Immutability or a kind of "reverse shallow const"
I'm looking at writing an immutability wrapper.
Context
Most of the languages I know have immutable strings, which is distinct from C++ const strings, e.g C# like this:
string s = "hello";
s = "hello world" // allowed - the string reference was reassigned to a different string, the original string was not mutated
s = s + '!'; //allowed - a allocates a new string through concatenation
s[0] = 'H'; //won't compile
s = 'H' + s.SubString(1); //allowed - allocates twice, but allowed.
(see also golang, python, js)
The reason, as far as I can tell, is that these languages default to passing most T by T*, so they build immutability into the types (when possible). In C++ we have the option of passing T by T const& or T const*, so built-in immutability has been less of a priority.
Yet, immutability does buy something we don't get with const& - sure, as the caller, we know the callee can't modify the string.

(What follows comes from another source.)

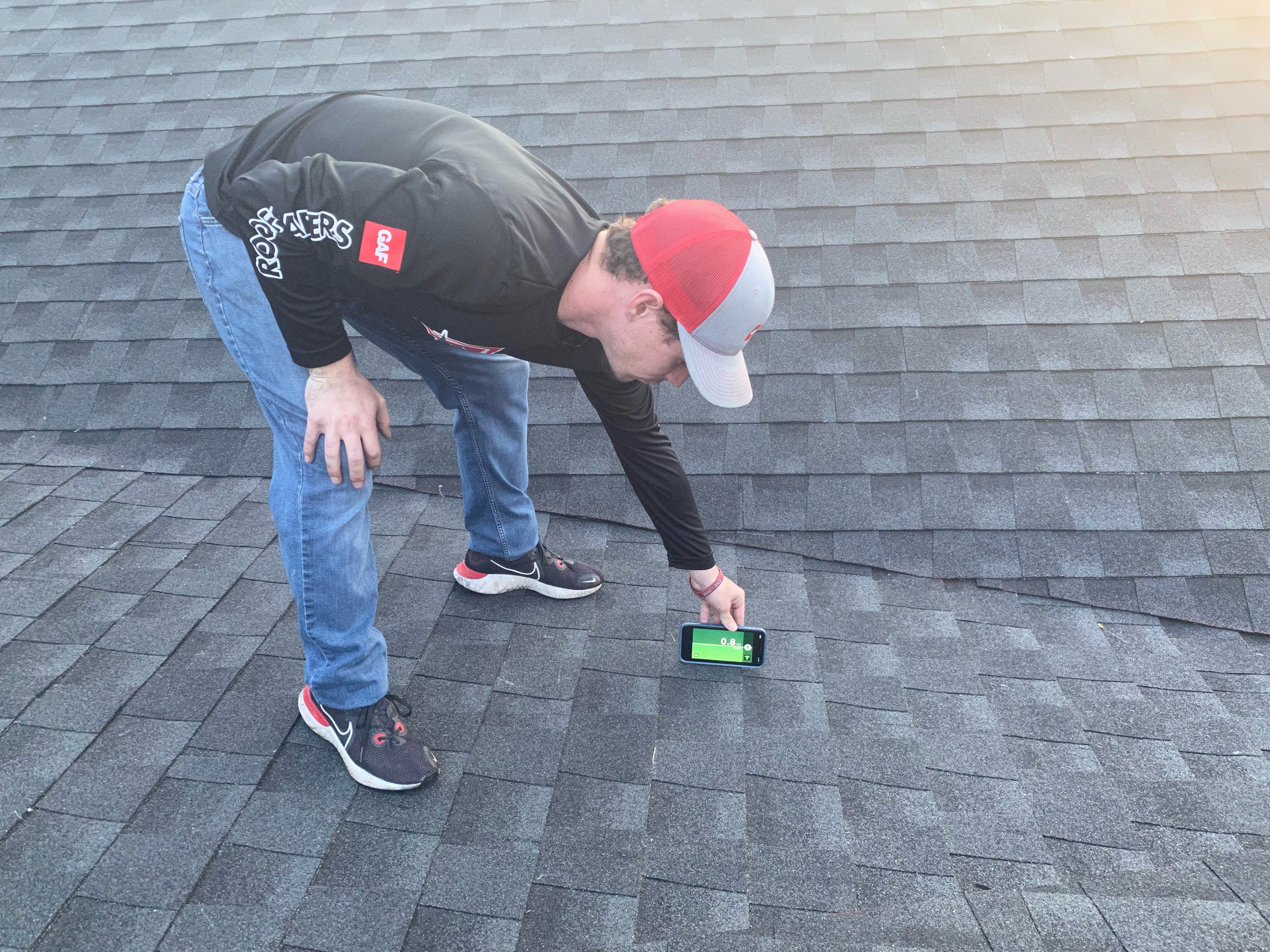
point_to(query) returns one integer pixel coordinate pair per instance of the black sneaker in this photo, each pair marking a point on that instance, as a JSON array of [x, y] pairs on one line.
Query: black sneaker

But as the callee, just because we wrote std::string const& in our function signature, that doesn't guarantee the string won't be modified elsewhere, whether it be async code, or just that we stored the reference and expected it to stay valid.
Question
Before I spend any time on this - is this a solved problem already?
My initial thought was that the fastest "immutability wrapper" to write would be as simple as
template<typename T>
using Immutable = std::shared_ptr<const T>;
Unfortunately...
int main() {
auto s = std::make_shared<int>(2);
Immutable<int> i = s;
*s = 1;
return *i; //returns 1;
}
same semantics as regular pointers - sure, the callee can't change it out, but they can't depend on its unchanging nature, either.